| Jn 13, 16-20 |
Federico era tomado por el bobo del grupo. Todos, cuando tenían algún problema, recurrían a él para que se lo solucionara. Y la mayoría de las veces lo lograba.
No era considerado bobo en el sentido léxico de la palabra, sino porque estaba disponible para todos, incluso para aquellos que luego le faltaban al respeto.
Federico, aun sin darse cuenta, expresaba su amor haciéndose disponible a todos, amigos o enemigos.
Y eso el mundo —ni siquiera sus propios amigos— lo entendía.
En la tertulia se había montado una discusión sobre eso.
Florencio, uno de los más activos, dijo:
—La vida es de aquellos que saben dar y recibir. Pero solo triunfan los que reciben más que lo que dan.
Rogelio, poniendo cara de disconformidad, se levantó y expuso:
—A eso le llamo yo aprovecharse. No es justo recibir más de lo que das. Lo justo sería equiparar ambas cosas.
Pedro, observando lo que se planteaba, introdujo otra visión del asunto.
—Desde esa visión de la que ustedes hablan, yo no logro entender cómo los padres dan todo, y gratuitamente, por sus hijos.
Todos se quedaron perplejos.
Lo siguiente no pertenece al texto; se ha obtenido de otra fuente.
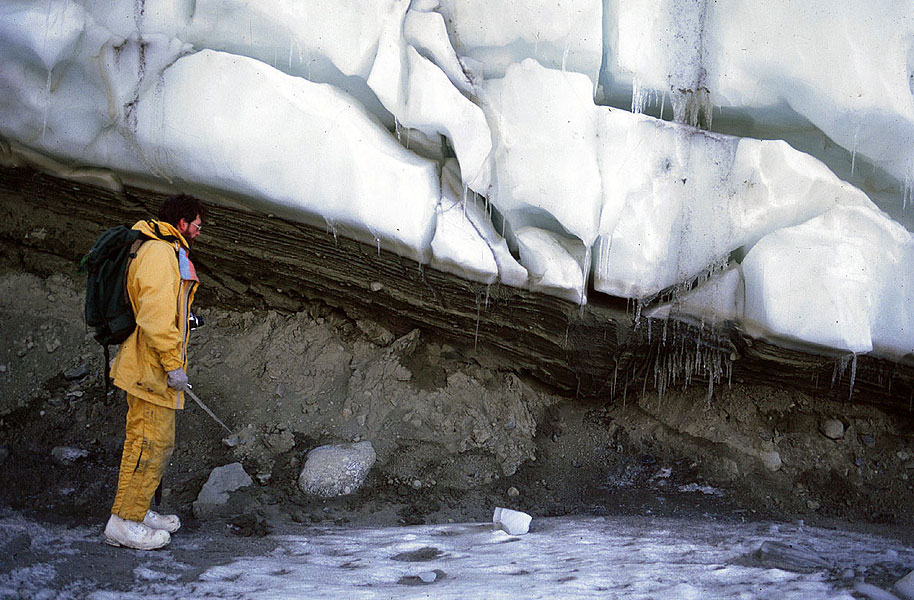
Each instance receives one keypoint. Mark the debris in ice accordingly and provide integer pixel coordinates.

Algunos fruncieron el ceño; otros quedaron extrañados, sin saber qué decir.
Entonces, Manuel, que había presenciado toda la discusión, levantó el brazo, pidió calma y dijo:
—Hay una palabra que explica todo lo que a ustedes les parece imposible de entender.
Hizo una pausa, bebió un poco de agua y, poniendo la Biblia sobre la mesa, dijo:
—El amor lo explica todo.
Abrió la Biblia por Juan 13, 16-20 y leyó:
—Cuando Jesús terminó de lavar los pies a sus discípulos, les dijo: El criado no es más que su amo, ni el enviado es más que el que lo envía.
Al terminar de leer todo el pasaje evangélico, y con una mirada compasiva y cariñosa, puso los ojos en todos y concluyó:
—Amar es ponerse a los pies. Amar es tratar con cuidado. Amar es servir, acoger, ponerse a la altura del otro…
Hizo una breve pausa y añadió:
—Incluso, si hace falta, literalmente a sus pies, para que el otro se sienta importante.
No hubo nadie que levantara la voz. Muchos, conscientes de sus actos, agacharon la cabeza; otros, avergonzados, escondieron su rosto.
Manuel, con suavidad y ternura, concluyó:
—Eso es lo que ha estado haciendo Federico. Cada uno de sus actos ha sido una verdadera obra de amor. Algo que este mundo todavía no ha entendido.
Levantó los ojos, como buscando algo más allá de todos, y susurró:
—Porque, si lo hubiera entendido… el mundo ya sería un remanso de paz.